大晦日に英国がEUを完全離脱したと報じられましたが、この「完全離脱」とはどういう意味ですか?
簡単にその経緯を述べますと、2016年6月、英国は国民投票の結果、EUからの離脱を決定しました。英国の(British)の退出(exit)ということで「ブレグジット」(Brexit)などと言われました。その後、英国とEUのあいだで離脱条件をめぐり長い交渉が行われ、2019年1月末、正式に離脱が成立しました。しかし急な離脱は双方にとっていろいろな障害や混乱を招きかねないため、11ヶ月間は「移行期」とし、その間は英国をEU加盟国と同等に扱うことにして、さらに離脱をめぐる諸懸案を話し合ってきたわけです。とりあえずその作業が年末に完了したため、英国は名実ともにEUを離脱ということです。

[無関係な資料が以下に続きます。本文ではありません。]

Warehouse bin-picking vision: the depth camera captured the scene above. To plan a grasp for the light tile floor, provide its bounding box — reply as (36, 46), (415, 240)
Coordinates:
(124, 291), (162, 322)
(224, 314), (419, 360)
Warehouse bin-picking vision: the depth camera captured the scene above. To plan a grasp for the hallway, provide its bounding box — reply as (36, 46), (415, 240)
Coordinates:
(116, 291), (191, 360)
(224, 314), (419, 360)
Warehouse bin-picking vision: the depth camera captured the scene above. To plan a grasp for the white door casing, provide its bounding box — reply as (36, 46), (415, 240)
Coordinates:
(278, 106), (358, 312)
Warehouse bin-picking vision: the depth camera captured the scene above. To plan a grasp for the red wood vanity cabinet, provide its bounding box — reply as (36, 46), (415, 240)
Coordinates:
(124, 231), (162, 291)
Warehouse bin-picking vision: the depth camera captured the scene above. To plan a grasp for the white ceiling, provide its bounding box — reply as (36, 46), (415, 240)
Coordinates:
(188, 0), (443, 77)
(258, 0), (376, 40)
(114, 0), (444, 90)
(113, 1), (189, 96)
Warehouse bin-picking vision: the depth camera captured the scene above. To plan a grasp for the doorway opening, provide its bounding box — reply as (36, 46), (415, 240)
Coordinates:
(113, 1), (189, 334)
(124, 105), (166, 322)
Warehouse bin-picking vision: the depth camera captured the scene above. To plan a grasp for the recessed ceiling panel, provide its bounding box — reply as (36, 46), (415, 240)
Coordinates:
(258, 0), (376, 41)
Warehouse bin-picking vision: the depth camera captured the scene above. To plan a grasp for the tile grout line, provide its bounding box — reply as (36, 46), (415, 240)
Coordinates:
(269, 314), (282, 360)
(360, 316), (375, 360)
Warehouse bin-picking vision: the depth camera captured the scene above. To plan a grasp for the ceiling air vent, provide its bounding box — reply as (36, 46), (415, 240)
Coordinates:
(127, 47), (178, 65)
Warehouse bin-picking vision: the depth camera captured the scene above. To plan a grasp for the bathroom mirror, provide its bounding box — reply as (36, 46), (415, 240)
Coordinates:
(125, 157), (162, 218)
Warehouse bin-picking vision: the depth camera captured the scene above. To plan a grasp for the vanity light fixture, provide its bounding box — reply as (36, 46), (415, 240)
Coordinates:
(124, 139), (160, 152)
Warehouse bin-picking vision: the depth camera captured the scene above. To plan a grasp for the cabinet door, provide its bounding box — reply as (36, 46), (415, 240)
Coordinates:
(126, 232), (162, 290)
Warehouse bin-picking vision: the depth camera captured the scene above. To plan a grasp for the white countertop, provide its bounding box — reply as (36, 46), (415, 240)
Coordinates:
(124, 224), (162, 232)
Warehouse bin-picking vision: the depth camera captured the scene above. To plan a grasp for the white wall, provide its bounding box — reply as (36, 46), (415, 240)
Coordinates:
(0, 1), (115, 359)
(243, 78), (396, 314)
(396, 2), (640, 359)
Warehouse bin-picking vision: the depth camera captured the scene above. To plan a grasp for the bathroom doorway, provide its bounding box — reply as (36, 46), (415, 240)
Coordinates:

では今後、英国はEUとの円滑な関係を保てるとみてよいのですか?
そのへんはまだ何とも言えない部分があります。昨年末に自由貿易協定などの交渉が妥結し、関税ゼロが維持されることになりました。しかしこれからは煩瑣な通関手続きが必要となり、物流に支障をきたすことも考えられます。人の移動にも制限がかけられ、EU圏の人間も他の国民と同様、入国審査が厳しくなります。英国への留学も難しくなりそうです。英国の海域におけるEU諸国の漁業権についても、段階的に制約が課せられてゆくことになります。EUからの離脱により英国のGDPは4%下がると推測する向きもあります。また離脱反対の住民が多いスコットランドでは英国からの独立運動が強まるとの見方もあります。英国にとっても離脱による不利益がどのくらい出るか未知数といえます。
そのようなリスクがあるにもかかわらず、なぜ英国はEU離脱を選んだのですか?
そもそもEUに加盟するメリットとは何でしょう。1国よりもはるかに大きな市場で自由に経済活動ができること、そして1国では非力でもEUという単位であれば国際場裡で大きな発言権や存在感が得られることです。ただしその代価として、EU加盟国は個々の国家主権を制限され、EU全体の利益に従わなくてはなりません。英国はこの国家主権の制限をきらったのです。特に移民や難民の受入れを拒みたくても、EUの一員である限り拒むことができないという不満が国民のEU離脱要求に拍車をかけました。さらに英国は世界有数の経済大国ですから、単独でも十分に市場を開拓できるという自信もあります。かつての大英帝国への郷愁もあるのかもしれません。ジョンソン政権は「グローバル・ブリテン」構想を掲げ、英国のグローバルな活動を目指しています。
具体的にはどのような活動でしょうか?
たとえば貿易面では、欧米のみならずアジア諸国との連携を強めようとしています。今年、TPPへの加盟も申請する予定だと伝えられています。また「英連邦(Commonwealth of Nations)」諸国との関係強化にも力を入れています。「英連邦」とは旧大英帝国の植民地を中心に構成される53ヶ国・地域のことで、人口は24億人に上ります。この「英連邦」への貿易拡大に英国政府は大きな期待をかけているのです。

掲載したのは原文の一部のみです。